Lupita Cortez Alcalá, executive director of the California Student Aid Commission, which administers the Dreamer aid, said in a statement Tuesday that California Dream Act applications and grants are “unrelated to the federal DACA program, and we cannot emphasize enough that DACA status is not required to be eligible for financial aid or admission to college in California.”
The one area that could be affected is work-study. If a college wholly funds its own work-study jobs for the undocumented, complications might arise under the new Trump policy if students lose their work permits and cannot obtain Social Security numbers. Some colleges may decide instead to link work-study to credits for housing and food, instead of wages.
DACA students now are worried that the information they submitted to obtain their status might be used against them if deportation round ups occur. What about any information on California Dream applications for financial aid?
Clearly some students and their families are concerned about that. Education officials statewide faced a worrisome decline in the number of applications for Dream Act grants earlier this year and were able to bring those numbers back up to the previous year’s level only after much publicity and outreach. It remains to be seen, however, whether a significant number of those students decide not to use their Dream Act grants at all and don’t attend school, perhaps thinking that it will be a waste of time if they ultimately might be banned from working legally in the country.
California officials emphasize that California scholarship information is kept confidentially and separately from federal immigration paperwork and that they would resist any federal attempt to get access to the material.
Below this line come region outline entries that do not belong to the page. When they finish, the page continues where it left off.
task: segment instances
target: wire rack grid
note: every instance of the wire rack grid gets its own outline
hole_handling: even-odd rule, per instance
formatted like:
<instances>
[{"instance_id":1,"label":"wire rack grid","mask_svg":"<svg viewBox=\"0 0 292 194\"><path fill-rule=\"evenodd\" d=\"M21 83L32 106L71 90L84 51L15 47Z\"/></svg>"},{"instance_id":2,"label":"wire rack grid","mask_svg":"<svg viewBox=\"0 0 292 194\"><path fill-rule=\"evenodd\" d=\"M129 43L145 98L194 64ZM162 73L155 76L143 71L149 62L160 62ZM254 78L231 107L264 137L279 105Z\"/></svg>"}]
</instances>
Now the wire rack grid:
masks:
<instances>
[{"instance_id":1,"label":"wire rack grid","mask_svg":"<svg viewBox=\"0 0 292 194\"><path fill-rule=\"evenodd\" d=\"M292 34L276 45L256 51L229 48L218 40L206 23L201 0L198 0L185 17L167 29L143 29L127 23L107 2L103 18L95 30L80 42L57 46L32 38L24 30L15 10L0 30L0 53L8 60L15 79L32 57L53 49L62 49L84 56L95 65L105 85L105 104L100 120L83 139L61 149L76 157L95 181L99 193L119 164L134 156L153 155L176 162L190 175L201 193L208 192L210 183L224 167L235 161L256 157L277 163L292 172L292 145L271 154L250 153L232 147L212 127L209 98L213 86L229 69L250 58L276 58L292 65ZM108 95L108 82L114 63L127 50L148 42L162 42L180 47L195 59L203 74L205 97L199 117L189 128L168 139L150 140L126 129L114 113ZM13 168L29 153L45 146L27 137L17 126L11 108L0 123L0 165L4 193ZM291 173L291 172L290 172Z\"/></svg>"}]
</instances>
Still, officials concede that it is not beyond the realm of possibility for the federal government to gain access.
Should DACA students travel overseas?
Since the inauguration of Donald Trump as president, many colleges and universities have warned their undocumented students with or without DACA not to travel overseas for academic programs in case immigration policies suddenly changed. Colleges are repeating those warnings and telling DACA recipients already overseas to return to the U.S. as soon as possible to avoid possible troubles at the border.
And what about life after graduation?
That is the bigger fear for many DACA recipients. They may wind up earning prestigious academic degrees but then will no longer be eligible for even temporary Social Security numbers. So they fear that they could be pushed into an underground economy even if they manage to remain in the United States.